Antonio : Georg Wieter
Barbarina : Rosl Schwaiger
Deux paysannes : Rosl Schwaiger et Hertha Töpper
RIAS Kammerchor
Radio-Symphonie-Orchester Berlin
Enregistré en septembre 1960 (Berlin, Jesus-Christus-Kirche)
3 CD Deutsche Grammophon (coll. Dokumente), 1993







Ou comment un grand chef d’orchestre gomme les défauts d’une distribution bien inégale. Cette version des Noces présente de fait des lacunes vocales, qu’on pourra même juger rédhibitoires, mais ce que réussit Ferenc Fricsay est tel et ce qu’on y entendra est tellement incomparable qu’on revient inlassablement à ces disques. Cette intégrale enregistrée en septembre 1960 n’a pas bonne presse, c’est le mois qu’on puisse dire : « maquillé au fusain », tel avait été le verdict d’un critique français vers 1980. Contrairement au Don Giovanni de Fricsay gravé deux ans plus tôt et couronné par un Grand Prix du Disque en 1960, ces Noces ont fait long feu en CD, si piètre est leur réputation. Aujourd’hui encore, contrairement aux autres opéras de Mozart gravés par Fricsay, elles n’ont pas été rééditées dans la collection « DG – The Originals ». 
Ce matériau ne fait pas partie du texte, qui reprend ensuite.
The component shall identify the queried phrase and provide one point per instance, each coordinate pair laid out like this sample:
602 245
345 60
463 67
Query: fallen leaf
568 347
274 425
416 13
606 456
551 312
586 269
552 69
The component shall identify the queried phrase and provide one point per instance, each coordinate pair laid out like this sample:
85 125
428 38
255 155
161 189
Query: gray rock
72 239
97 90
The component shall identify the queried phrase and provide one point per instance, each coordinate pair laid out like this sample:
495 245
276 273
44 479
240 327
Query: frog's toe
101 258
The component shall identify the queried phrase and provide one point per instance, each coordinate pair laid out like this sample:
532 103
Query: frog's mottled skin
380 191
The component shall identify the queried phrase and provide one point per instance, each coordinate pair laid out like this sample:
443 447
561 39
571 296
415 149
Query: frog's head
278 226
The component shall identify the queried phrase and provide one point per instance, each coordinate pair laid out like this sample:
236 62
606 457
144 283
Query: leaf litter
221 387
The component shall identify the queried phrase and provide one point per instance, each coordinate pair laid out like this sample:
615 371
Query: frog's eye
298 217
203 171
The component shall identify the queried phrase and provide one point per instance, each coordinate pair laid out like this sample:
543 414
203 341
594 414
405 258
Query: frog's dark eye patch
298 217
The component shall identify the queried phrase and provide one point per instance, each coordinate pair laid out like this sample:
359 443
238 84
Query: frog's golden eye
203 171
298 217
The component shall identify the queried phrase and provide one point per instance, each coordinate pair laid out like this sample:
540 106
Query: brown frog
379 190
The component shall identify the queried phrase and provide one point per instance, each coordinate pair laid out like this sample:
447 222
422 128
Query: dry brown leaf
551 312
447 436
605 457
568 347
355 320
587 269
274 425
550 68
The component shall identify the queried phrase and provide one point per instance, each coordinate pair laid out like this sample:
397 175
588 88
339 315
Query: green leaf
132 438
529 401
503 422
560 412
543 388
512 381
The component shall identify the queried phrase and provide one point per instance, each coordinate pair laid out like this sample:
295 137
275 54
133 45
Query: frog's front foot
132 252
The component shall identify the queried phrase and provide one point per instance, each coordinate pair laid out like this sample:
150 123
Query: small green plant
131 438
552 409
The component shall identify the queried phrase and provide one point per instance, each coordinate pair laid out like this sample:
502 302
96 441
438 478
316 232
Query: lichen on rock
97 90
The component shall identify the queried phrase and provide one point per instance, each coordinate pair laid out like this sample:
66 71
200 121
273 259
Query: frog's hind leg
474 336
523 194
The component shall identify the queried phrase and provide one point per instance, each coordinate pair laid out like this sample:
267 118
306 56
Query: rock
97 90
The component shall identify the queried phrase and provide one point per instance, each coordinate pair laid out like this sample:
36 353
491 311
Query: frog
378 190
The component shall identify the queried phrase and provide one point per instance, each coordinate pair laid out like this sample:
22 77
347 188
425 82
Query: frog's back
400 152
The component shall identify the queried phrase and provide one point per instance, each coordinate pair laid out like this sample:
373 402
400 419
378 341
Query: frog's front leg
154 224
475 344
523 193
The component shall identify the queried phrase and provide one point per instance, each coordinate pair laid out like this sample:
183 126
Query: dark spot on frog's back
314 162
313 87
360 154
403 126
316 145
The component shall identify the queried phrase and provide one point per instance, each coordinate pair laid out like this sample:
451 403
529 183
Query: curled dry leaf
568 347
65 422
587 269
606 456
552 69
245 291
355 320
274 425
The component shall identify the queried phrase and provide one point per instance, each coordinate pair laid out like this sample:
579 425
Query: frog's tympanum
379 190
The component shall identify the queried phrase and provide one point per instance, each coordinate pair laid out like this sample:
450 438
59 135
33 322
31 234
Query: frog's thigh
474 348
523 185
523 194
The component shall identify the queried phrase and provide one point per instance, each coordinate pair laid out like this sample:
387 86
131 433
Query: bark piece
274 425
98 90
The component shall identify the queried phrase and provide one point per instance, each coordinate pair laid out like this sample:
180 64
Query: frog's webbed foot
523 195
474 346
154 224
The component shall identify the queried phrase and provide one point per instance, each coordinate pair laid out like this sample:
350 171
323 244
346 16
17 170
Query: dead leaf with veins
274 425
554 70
Ce devait être le dernier opéra enregistré par Fricsay, dont la maladie puis la mort le 20 février 1963 laissa un Così fan tutte à l’état de projet. Malade, il l’était déjà en 1960, puisque sa santé s’était dégradée dès 1957, entraînant deux opérations successives en novembre 1958 puis en janvier 1959, et peut-être doit-on imputer à ce paramètre le fait que sa direction n’ait pas ici la fluidité vitale ou même aérienne qui rendent sa Flûte enchantée et son Enlèvement au sérail invulnérables (DG). L’année 1960 correspond du reste à la fin du mandat de Fricsay à l’Opéra d’État de Bavière dont il avait été nommé Generalmusikdirektor en 1956, à la suite de Rudolf Kempe, et où il avait justement dirigé Les Noces pour la réouverture du Théâtre Cuvilliés le 14 juin 1958, dans une mise en scène de Rudolf Hartmann, avec Erika Köth, Karl Christian Kohn, Hertha Töpper (mais en Marcellina, flanquant le Bartholo de Josef Metternich), et en couple aristocratique les deux jeunes Américains implantés à Munich, Kieth Engen et Claire Watson.
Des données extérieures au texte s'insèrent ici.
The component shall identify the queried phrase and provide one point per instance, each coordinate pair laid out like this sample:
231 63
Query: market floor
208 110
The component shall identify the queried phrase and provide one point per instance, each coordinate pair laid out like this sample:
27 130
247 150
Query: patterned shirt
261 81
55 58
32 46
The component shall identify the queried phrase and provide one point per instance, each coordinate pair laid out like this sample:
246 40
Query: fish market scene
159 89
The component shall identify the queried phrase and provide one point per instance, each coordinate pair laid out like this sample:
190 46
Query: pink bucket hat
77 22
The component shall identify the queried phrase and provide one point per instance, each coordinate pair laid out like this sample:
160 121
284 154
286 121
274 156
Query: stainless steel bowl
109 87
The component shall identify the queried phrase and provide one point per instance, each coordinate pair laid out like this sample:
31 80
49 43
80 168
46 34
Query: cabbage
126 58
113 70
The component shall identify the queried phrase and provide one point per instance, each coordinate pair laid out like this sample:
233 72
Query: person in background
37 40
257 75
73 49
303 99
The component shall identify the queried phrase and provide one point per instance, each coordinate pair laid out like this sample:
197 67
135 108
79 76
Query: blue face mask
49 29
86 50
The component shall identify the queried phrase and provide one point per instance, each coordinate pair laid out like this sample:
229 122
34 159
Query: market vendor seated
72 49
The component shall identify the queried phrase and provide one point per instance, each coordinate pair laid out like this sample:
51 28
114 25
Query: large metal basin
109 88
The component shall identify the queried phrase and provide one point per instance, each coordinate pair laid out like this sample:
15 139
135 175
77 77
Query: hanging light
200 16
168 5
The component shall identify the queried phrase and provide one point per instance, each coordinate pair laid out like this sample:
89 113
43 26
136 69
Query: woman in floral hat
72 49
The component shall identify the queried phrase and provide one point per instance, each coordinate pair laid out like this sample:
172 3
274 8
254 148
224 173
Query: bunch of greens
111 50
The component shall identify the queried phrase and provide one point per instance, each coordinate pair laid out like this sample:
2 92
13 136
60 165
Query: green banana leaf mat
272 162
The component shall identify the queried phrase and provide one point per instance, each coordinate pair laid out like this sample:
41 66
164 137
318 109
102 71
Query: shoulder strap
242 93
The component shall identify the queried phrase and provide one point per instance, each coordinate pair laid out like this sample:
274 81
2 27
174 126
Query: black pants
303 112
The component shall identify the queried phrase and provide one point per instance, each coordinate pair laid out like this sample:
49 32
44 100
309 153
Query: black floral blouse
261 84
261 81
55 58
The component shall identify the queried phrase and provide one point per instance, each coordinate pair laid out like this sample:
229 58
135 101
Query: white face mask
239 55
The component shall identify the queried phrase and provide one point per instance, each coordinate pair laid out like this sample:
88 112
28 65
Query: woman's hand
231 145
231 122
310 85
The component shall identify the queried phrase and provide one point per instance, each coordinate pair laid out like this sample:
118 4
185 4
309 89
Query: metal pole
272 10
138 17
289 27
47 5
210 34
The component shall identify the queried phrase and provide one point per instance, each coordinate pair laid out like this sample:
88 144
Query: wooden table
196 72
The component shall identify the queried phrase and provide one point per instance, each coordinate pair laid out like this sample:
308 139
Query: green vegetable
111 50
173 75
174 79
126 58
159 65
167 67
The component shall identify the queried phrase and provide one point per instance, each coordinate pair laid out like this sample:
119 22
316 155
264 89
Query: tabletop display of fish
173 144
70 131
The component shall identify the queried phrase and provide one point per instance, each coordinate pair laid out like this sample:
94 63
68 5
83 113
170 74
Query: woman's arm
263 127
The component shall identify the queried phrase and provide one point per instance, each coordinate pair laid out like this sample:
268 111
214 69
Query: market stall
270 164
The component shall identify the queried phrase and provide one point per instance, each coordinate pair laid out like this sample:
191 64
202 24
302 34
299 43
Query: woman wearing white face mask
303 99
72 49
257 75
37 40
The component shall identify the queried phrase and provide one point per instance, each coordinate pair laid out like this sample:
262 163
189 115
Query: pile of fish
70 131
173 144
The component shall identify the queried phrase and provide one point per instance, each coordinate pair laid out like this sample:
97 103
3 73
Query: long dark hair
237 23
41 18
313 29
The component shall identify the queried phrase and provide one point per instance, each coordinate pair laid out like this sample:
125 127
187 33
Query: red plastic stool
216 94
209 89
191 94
Un signe ne trompe pas, sans doute : nombreux sont les moments où on se surprend à écouter l’orchestre autant ou même plus que les chanteurs. C’est évident dans l’air de Bartholo, où une basse prosaïque, terne, laisse la vedette à un accompagnement qui, lui, est pertinent, élégant, éloquent pour deux. Pour autant, nulle part on ne sentira chez le chef le désir de se mettre en avant, et en bon chef de théâtre Fricsay ne mettra pas les chanteurs en péril : le chant syllabique de ce Bartholo bénéficie d’un tempo modéré qui n’est peut-être pas idéal mais qui est le bon avec ce chanteur-là. Dès le duo « Se a casa Madama », et malgré le relief que peuvent avoir Seefried et Capecchi, l’oreille jouit du discours d’un orchestre qui parle et colore avec les chanteurs. Avec eux, toujours – c’est-à-dire, en respirant avec eux. Car la vertu première de cette direction est de respirer avec un naturel véritablement absolu, évident, tout le temps. Le duo de la lettre est même bouleversant sous ce seul rapport. Bien fin qui dira si c’est le chef qui respire avec les solistes ou si ces derniers se coulent dans la respiration profonde dont le chef est l’âme pour fondre ensemble le théâtre et la poésie.  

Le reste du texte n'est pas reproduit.